Options trading in China is completely new

China’s financial engineers are coming home. Inspired by the launch of the first equity options in Shanghai, finance professionals with experience in structuring or trading derivatives are thinking of quitting jobs in Western locations to become early movers in China’s potentially large new market.

“I’m thinking of coming back to China and starting my own trading business to seize this chance,” one ex-trader at a major UK bank told us on the condition of anonymity. Options trading is not within the grasp of every investor, but this trader believes he has the skills to make it work. He has a PhD in financial engineering and over 10 years’ experience trading derivatives in both the UK and Switzerland.

Earlier this month, China unveiled its first equity options that are based on an exchange-traded fund (ETF) that tracks the SSE50 index. It’s early days –  a managing director at Chinese brokerage Hongyuan Securities describes trading volumes as “petty” – but local firms are already scouting out what sort of talent they need to take advantage.

The MD, who himself had a few years of quantitative trading experience in London, says that primarily they’ll be looking for Chinese quants with science and engineering backgrounds; ideally a quantitative PhD from a Western university. However, they also need experience – at least three years working for a major bank in either London or New York, he says.

But persuading these people to leave high-paying jobs in Western institutions for a new and currently relatively illiquid product is no easy task. Any good quant needs support, says an associate working at hedge fund Paulson & Co in London. “It’s a teamwork thing,” he says. “You can be a great quant, but you need a team of IT professionals to work on the data and control. These people cost a lot.”

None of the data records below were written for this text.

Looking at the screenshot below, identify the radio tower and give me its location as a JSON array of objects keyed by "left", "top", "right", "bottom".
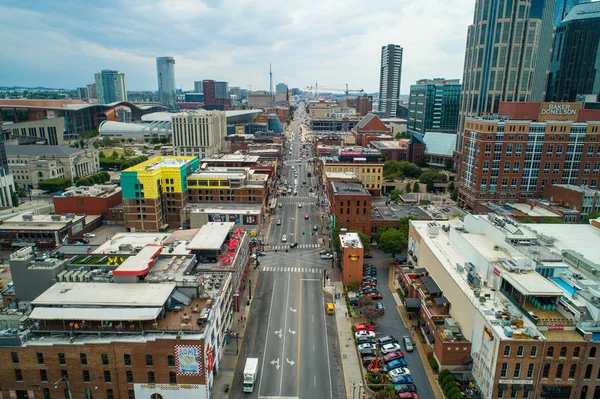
[{"left": 269, "top": 62, "right": 273, "bottom": 105}]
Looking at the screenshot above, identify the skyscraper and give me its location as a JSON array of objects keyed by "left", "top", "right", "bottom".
[
  {"left": 95, "top": 69, "right": 127, "bottom": 104},
  {"left": 457, "top": 0, "right": 556, "bottom": 151},
  {"left": 379, "top": 44, "right": 402, "bottom": 118},
  {"left": 546, "top": 2, "right": 600, "bottom": 102},
  {"left": 156, "top": 57, "right": 177, "bottom": 110},
  {"left": 406, "top": 78, "right": 461, "bottom": 133}
]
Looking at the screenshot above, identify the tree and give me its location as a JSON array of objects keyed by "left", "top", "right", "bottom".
[
  {"left": 378, "top": 229, "right": 408, "bottom": 258},
  {"left": 413, "top": 181, "right": 421, "bottom": 193}
]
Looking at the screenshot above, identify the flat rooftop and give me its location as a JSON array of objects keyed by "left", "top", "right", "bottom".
[
  {"left": 31, "top": 283, "right": 176, "bottom": 307},
  {"left": 187, "top": 222, "right": 235, "bottom": 251}
]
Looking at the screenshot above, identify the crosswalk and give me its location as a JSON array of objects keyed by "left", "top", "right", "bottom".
[
  {"left": 261, "top": 266, "right": 323, "bottom": 274},
  {"left": 269, "top": 244, "right": 319, "bottom": 251}
]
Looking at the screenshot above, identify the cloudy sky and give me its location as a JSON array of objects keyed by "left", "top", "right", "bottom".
[{"left": 0, "top": 0, "right": 475, "bottom": 93}]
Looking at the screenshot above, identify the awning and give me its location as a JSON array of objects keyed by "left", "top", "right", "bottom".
[
  {"left": 434, "top": 296, "right": 450, "bottom": 305},
  {"left": 29, "top": 307, "right": 162, "bottom": 321},
  {"left": 421, "top": 276, "right": 442, "bottom": 295}
]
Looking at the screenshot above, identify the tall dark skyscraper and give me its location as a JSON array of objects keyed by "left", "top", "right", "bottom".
[
  {"left": 546, "top": 2, "right": 600, "bottom": 102},
  {"left": 379, "top": 44, "right": 402, "bottom": 118},
  {"left": 457, "top": 0, "right": 556, "bottom": 151}
]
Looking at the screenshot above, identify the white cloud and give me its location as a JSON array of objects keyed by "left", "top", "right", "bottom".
[{"left": 0, "top": 0, "right": 474, "bottom": 93}]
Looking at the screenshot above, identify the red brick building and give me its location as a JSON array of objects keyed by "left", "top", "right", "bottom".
[
  {"left": 53, "top": 184, "right": 123, "bottom": 221},
  {"left": 458, "top": 103, "right": 600, "bottom": 210}
]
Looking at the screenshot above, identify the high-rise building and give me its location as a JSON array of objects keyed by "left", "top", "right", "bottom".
[
  {"left": 546, "top": 2, "right": 600, "bottom": 102},
  {"left": 457, "top": 0, "right": 556, "bottom": 151},
  {"left": 406, "top": 78, "right": 461, "bottom": 133},
  {"left": 194, "top": 80, "right": 204, "bottom": 94},
  {"left": 156, "top": 57, "right": 177, "bottom": 110},
  {"left": 379, "top": 44, "right": 402, "bottom": 118},
  {"left": 95, "top": 69, "right": 127, "bottom": 104},
  {"left": 171, "top": 111, "right": 227, "bottom": 158}
]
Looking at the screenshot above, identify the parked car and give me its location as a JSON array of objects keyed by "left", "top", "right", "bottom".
[
  {"left": 402, "top": 335, "right": 415, "bottom": 352},
  {"left": 381, "top": 342, "right": 402, "bottom": 355}
]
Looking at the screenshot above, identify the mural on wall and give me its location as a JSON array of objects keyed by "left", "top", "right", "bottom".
[{"left": 175, "top": 345, "right": 202, "bottom": 376}]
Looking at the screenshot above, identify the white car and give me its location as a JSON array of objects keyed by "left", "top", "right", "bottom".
[
  {"left": 381, "top": 342, "right": 402, "bottom": 355},
  {"left": 388, "top": 367, "right": 410, "bottom": 378},
  {"left": 354, "top": 331, "right": 375, "bottom": 338}
]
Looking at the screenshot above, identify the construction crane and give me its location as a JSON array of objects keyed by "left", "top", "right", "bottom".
[{"left": 306, "top": 82, "right": 364, "bottom": 108}]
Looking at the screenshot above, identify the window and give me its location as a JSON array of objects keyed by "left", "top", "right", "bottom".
[
  {"left": 500, "top": 363, "right": 508, "bottom": 378},
  {"left": 542, "top": 364, "right": 550, "bottom": 378},
  {"left": 527, "top": 363, "right": 535, "bottom": 378},
  {"left": 556, "top": 364, "right": 565, "bottom": 378}
]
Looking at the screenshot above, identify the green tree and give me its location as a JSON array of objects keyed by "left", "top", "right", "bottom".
[
  {"left": 413, "top": 181, "right": 421, "bottom": 193},
  {"left": 378, "top": 229, "right": 408, "bottom": 258}
]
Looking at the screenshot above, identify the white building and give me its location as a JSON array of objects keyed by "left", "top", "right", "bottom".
[{"left": 171, "top": 111, "right": 227, "bottom": 159}]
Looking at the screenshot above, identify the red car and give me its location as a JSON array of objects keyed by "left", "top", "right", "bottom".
[
  {"left": 383, "top": 351, "right": 404, "bottom": 363},
  {"left": 354, "top": 324, "right": 375, "bottom": 332}
]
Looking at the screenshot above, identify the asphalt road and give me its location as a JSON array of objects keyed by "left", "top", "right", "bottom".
[{"left": 230, "top": 104, "right": 346, "bottom": 399}]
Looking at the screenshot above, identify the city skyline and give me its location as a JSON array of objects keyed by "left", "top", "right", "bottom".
[{"left": 0, "top": 0, "right": 473, "bottom": 93}]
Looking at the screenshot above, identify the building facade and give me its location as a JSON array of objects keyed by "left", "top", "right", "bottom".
[
  {"left": 458, "top": 103, "right": 600, "bottom": 210},
  {"left": 95, "top": 69, "right": 127, "bottom": 104},
  {"left": 171, "top": 111, "right": 227, "bottom": 158},
  {"left": 379, "top": 44, "right": 402, "bottom": 118},
  {"left": 156, "top": 57, "right": 177, "bottom": 111},
  {"left": 407, "top": 78, "right": 461, "bottom": 133},
  {"left": 6, "top": 145, "right": 100, "bottom": 188},
  {"left": 121, "top": 156, "right": 200, "bottom": 231},
  {"left": 546, "top": 2, "right": 600, "bottom": 102},
  {"left": 457, "top": 0, "right": 556, "bottom": 151}
]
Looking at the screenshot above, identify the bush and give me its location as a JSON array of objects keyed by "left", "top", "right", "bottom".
[{"left": 429, "top": 357, "right": 440, "bottom": 371}]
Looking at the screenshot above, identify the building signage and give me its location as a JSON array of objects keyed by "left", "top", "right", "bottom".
[
  {"left": 175, "top": 345, "right": 202, "bottom": 376},
  {"left": 538, "top": 103, "right": 582, "bottom": 121}
]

The reality is that Chinese banks are more likely to look closer to home for talent, at least in the short term. Taiwanese candidates are a good source of recruits. Taiwan opened up its markets to options trading in 2002 and has grown rapidly since then – there’s deep well of well-trained individuals who could make the move to China, and they speak the same language. Some of them already have.

“There are more career development opportunities here,” says one investment manager at Xinhu Futures, a Shanghai-based futures company. “Those who have first-hand operational and trading experience can be department heads here, and those with management experience can be promoted to senior management.”